My grandpa built, restored, and rode bikes all his life. He had several accidents but had fun! We’re talking REALLY old Indian cycles like this one:

My Dad got the bug from him and restored and rode bikes. He only got in one accident I know of.

I started riding mopeds and little Honda 50cc cycles (I think it was a '60s Cub). When I was 17 I bought a used 350cc Honda Super Sport from a neighbor. Of course a year later my Dad and I were out riding and I took a spill on a gravel curve - damn those country roads!

I remember the bike fell on me and the exhaust burninating me, and me lifting it with my legs and kicking it off me. It twisted the handlebars off center but I could ride it home. I remember shaking from the trauma but being in pretty good shape overall. My jacket had been all pushed up almost to my shoulder in the slide and … oh yeah, I got the gravel invasion.

If you ride, and you’ve ever spilled on gravel, you know the sweet sound that bloody gravel fresh out of a wound makes when plinking into a sink. Plink. Plink. Plink.

I haven’t ridden since, but I think I could get back into it.

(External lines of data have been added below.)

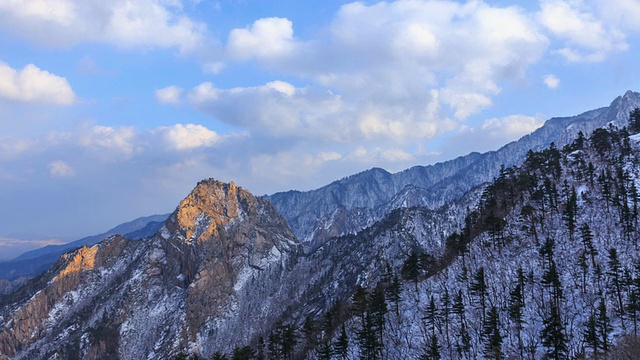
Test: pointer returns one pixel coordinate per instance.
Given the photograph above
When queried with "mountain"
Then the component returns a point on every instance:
(353, 203)
(35, 262)
(541, 261)
(194, 282)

The bike was still on top of you? Sounds like a really low speed spill. At speed, slipping at gravel is apparently highly preferable to the alternative way to wreck… a high side spill.

Oh yeah, it was a low speed. We were cornering. It was still not very fun. But I was always a cautious kid, to be honest.

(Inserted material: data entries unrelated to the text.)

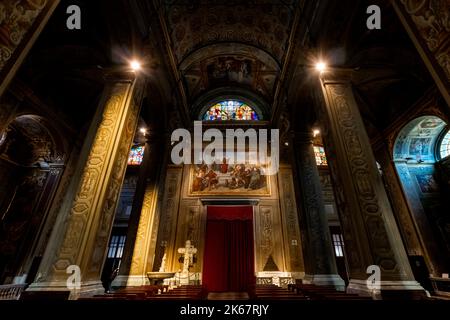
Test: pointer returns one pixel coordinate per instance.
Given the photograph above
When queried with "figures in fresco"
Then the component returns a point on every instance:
(225, 177)
(230, 110)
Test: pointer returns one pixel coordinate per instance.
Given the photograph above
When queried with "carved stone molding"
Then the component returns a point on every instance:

I leaned over too far a couple days ago during a U-turn (still practicing on private roads until I can take the MSF course in early May). I leaned the bike too far over and didn’t hit the gas until it was too late :(

I know bikes have dangers that don’t exist with cars. But after 42 years, most of which I’ve been both fascinated with and scared of bikes (thanks to my parents), I’ve decided that some things are worse than death, and spending your whole life being afraid is one of them.

When I was 19 my dad let me ride his 1983 Honda Nighthawk for personal use and it was a great ride. It was a heavy mofo for my scrawny ass back in those days.

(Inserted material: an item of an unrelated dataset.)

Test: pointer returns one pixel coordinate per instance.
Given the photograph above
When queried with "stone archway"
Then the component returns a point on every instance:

Yes, there are dangers … but they are also really fun. As I said, given the right storage space (I don’t want to keep a cycle on the street like I do my car) and the right conditions (around here, no offense to Trey, riding would not be as fun as what I’m used to, as there is just TOO MUCH traffic). . . I want to ride again.

I’m taking the MSF course right now (bad weather is forcing it to be several evenings, rather than one weekend.) Pogo, it sounds like you’re doing it right, the main thrust of the classes is low-speed maneuvering. Give yourself a 90-degree angle on the road, and try to turn inside it within 5 feet of the vertex from a stop about 15 feet away. Tough, but very educational.

Also, work on using all four controls simultaneously in a controlled hard stop (clutch, shift to 1st, hand and foot brake) Work on finding the edge of rear wheel lockup, and make a controlled stop with a casual left foot down at the end.

Other than that, weave my son, weave. Slow and hard.

H.

I’m in the hunt for a bike right now. I worked for H-D for about a year, and had access to bikes for free (from the marketing fleet) and fell in love with riding. Had to leave the company, but still have the bug. Unfortunately I don’t have a Harley budget, but I’m trying to find something I still like.

The problem is that every day I decide that I want a different type of bike. Sport bike, dual sport, cruiser, sport touring, sporty standard… it keeps changing. One bike has been a constant lately – a late-model Buell M2. That seems like the right one for me.